Yaşamın demokrasi konulu dersinin neresindesin? Dün yaşananları temize çektin mi, kendinden memnun musun? Yoksa kandırdın mı? Neresinden bakarsan bak, başarılı bir seçim sahtekarlığı inşası kan, ter ve gözyaşı isteyen demokrasiye duyulacak güven ihtiyacını kaybettirir. Örneğin, küçücük bir seçim bölgesinde sonucu değiştirmek için minicik bir miktar dolandırıcılık yeterlidir. Seçimin sonucunu etkilemese bile sahtekarlığın açığa çıkması seçmenin demokrasiye duymak istediği güven duygusunu azaltır. He. Orayı geçtik mi? Peki. Aslında dünyanın iri demokratik ya da az demokratik ülkelerinin neredeyse hepsinde seçmen, sandık ve seçilen üçlüsü çerçevesinde gerçekleştirilen demokrasicilik oyunu sırasında cebren ve/veya hile ile üçlünün hepsine birden ya da birine istediğini yaptırma, manipüle etme durumu var. Gücü elinde tutan yapar. Örneğin bunu yapmanın bir yolu, seçimlerden önce fazla sayıda seçmeni etkili olması istenen sandık bölgesine taşımak olabilir. Bunun için geçici ikamet adresleri oluşturma diye bir şey de mevcut. Bazı ülkeler bu durum yaşanmasın diye seçmenin, yaşadığı yerde en az altı ay kadar yaşamış olması zorunluluğunu getiriyor. Ama çağımızda her tür devlet işi bilgisayarlar aracılığı ile gerçekleştiğinden, kişiler elektronik beyin tabakasının içinde çok seçenekli genel soru/cevap kutucuklarına hapsolduğundan, hoş Orwell’in 1984’ünde her şey elle…
Bu da mı değil? Peki.
İnşaat fazlası konutların satılmaması, kiralanmaması durumunda boş adreslere (toplu konutlar gibi) seçmen yerleştirme diye de bir uygulama olabiliyor. Ya da toplu konut satın almaya hak kazanan kişilerin belirli bir partiye oy vermesi şartıyla evler geçici olarak dağıtılabiliyor. Mesela muhafazakâr parti üyesi Shirley Porter, İngiltere’de, Westminster kentinde konsey üyeliğine seçilsin diye böyle bir iş yapmış. 1980’lerin konut skandalı olarak bilinir (Porter politikadan men cezasıyla birlikte devlete 12 milyon İngiliz Sterlin’i ödeme cezası aldı).

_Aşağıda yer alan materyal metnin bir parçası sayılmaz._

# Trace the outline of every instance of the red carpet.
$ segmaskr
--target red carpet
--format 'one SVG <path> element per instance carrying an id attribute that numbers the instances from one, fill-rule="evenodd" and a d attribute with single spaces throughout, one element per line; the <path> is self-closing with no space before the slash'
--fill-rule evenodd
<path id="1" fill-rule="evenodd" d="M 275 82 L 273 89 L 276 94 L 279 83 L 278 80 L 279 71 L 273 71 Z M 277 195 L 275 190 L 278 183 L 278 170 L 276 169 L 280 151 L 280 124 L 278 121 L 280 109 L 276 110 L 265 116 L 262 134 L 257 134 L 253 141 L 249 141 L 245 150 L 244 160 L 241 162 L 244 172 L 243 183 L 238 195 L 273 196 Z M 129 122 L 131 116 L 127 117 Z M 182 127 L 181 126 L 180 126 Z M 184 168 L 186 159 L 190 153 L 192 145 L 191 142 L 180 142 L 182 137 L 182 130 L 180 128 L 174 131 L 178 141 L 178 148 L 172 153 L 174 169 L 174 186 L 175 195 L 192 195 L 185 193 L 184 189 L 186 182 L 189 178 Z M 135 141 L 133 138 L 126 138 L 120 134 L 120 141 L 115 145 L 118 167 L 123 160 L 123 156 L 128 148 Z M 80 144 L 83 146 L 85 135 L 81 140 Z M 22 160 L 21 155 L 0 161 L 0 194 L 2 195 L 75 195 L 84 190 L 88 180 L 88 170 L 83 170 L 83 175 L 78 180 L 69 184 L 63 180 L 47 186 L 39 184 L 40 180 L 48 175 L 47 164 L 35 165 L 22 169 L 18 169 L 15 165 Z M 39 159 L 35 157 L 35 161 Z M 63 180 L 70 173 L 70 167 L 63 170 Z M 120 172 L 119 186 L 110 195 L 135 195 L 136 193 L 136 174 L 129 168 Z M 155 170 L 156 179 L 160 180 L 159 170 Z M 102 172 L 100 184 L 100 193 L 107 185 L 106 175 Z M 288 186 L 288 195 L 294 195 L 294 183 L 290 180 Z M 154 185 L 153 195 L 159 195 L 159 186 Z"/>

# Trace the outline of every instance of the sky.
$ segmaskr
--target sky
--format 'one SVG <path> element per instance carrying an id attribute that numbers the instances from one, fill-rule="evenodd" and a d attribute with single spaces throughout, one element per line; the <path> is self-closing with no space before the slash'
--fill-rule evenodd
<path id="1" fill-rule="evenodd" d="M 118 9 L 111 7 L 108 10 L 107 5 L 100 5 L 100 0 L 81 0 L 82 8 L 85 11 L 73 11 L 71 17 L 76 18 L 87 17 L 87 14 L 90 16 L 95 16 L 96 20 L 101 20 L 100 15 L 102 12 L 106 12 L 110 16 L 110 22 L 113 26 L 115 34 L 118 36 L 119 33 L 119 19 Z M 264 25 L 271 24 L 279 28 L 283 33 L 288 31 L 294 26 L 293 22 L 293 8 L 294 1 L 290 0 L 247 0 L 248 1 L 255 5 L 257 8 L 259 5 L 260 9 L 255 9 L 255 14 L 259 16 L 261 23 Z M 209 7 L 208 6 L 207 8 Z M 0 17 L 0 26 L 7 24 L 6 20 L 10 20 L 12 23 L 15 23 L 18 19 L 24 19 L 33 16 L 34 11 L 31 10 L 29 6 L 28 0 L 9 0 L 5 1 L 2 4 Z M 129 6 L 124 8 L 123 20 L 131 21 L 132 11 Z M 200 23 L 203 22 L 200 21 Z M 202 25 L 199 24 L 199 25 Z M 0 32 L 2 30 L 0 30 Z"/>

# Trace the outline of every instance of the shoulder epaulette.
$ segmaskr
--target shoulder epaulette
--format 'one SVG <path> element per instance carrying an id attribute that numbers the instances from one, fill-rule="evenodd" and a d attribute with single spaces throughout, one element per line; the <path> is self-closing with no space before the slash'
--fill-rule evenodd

Başka bir yoldan da bahsetmek mümkün. Seçim demografisini değiştirmek için göçmenlik yasası da kullanılabiliyor. Örneğin Malezya’da muhafazakâr parti Sabah bölgesinde iktidarını devam ettirebilmek için Filipinler ve Endonezya’dan gelen göçmenlere oy hakkıyla birlikte vatandaşlık vermişti (Detaylı okuma için: Bu tartışmalı sürecin adı Project IC olarak belirlenmiş; arama motorlarında var).
Kendine demokratik diyen bazı ülkelerde belli bir gruba ait insanların (hadi diyelim siyah ırkın) oy kullanma hakkından mahrum bırakılması da olabiliyor. Devletler seçmen kayıtlarına genel engeller getirip, okuryazarlık ve/veya anlama testleri gibi zorunluluklarla etnik bir grubun oy kullanmasının önüne geçiyor. Bilirsiniz, bunlar nerede oluyor. Hem de 1900’lü yılların başından beri…
Örnekleri çoğaltmak mümkün. Bizde olmaz. He.
Her şey yolunda ve namusuyla gitse bile şöyle şeyler de olabilir: Ülkenin bir yanında seçimle gelen yerel yöneticilerin görev yapmaları devlet eliyle alınır, mesela. Yerine iktidar partisi görevlisi atanır (O ne banyoydu ama!) Seçilmiş olanı bir yolunu bulup hapse gönderirler. Orada bulunan halk bu haksız durum karşısında sesini duyurmak için başını kaldırdığında ülkenin başka bir yerinde bulunanlar ses çıkartmayarak demokrasi konulu dersten çakarlar. Bu bir kurtarma sınavıdır. Ya da şövalenin yerini değiştirip, başka yerden bakma zamanı. Ya da damdan düşmeyenin kalmadığı bir yerde haklı ve halklı bir mücadelede buluşma zamanı. Merkeziyetçi yapı karşısında herkes periferide artık. Yapılacak tek şey, sınırlarda var olmak. Dönüştürücü anlamlar orada.